The consumer came out ahead last week and the banks were put in their proper place when the European Parliament reversed decades of implicit national guarantees for failed banks and passed a legislation to create a European banking union. The three key planks of the new European Union (EU) banking union move power away from the EU national governments and their financial supervisors who have been far too lax with their failed lenders in recent years.

The legislation requires all member states to have common rules guaranteeing deposits, a new procedure consistent across all states in the banking union for putting a failing bank out of its misery, which will not allow the sweetheart deals that far too many banks got in the past few years, and now bond holders as well as shareholders will be made to suffer from losses, which will add more pressure on management to be properly prudent.

With its new legislation, the EU parliament has done a good job in imposing consistency on the very mixed emergency procedures that were used with so many different results in the 2008-09 banking crisis. At that time, when under great pressure from frantic voters, the national authorities surrendered to the politicians’ fears and allowed all sorts of favourable bailouts that gave much too favourable terms to the miserable bank managements.

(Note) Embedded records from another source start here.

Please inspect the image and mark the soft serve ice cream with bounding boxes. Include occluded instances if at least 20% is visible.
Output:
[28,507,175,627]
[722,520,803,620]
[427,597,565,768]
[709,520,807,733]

The EU plan is for each member country to create its own resolution funds and build them up for eight years, starting in January 2016, after which, the funds will be gradually pooled among the participating member states until they are all shared by 2024 when the single EU resolution fund should be worth about €55 billion (Dh279 billion). One of the criticisms of the EU plan is that this fund is too small since European banks needed nearly €600 billion in recapitalisations and bailouts in the financial crisis of 2008-09, but if another really big crisis hits, then the mechanism that this legislation will create will be able to handle any emergency funds that will be found at that time.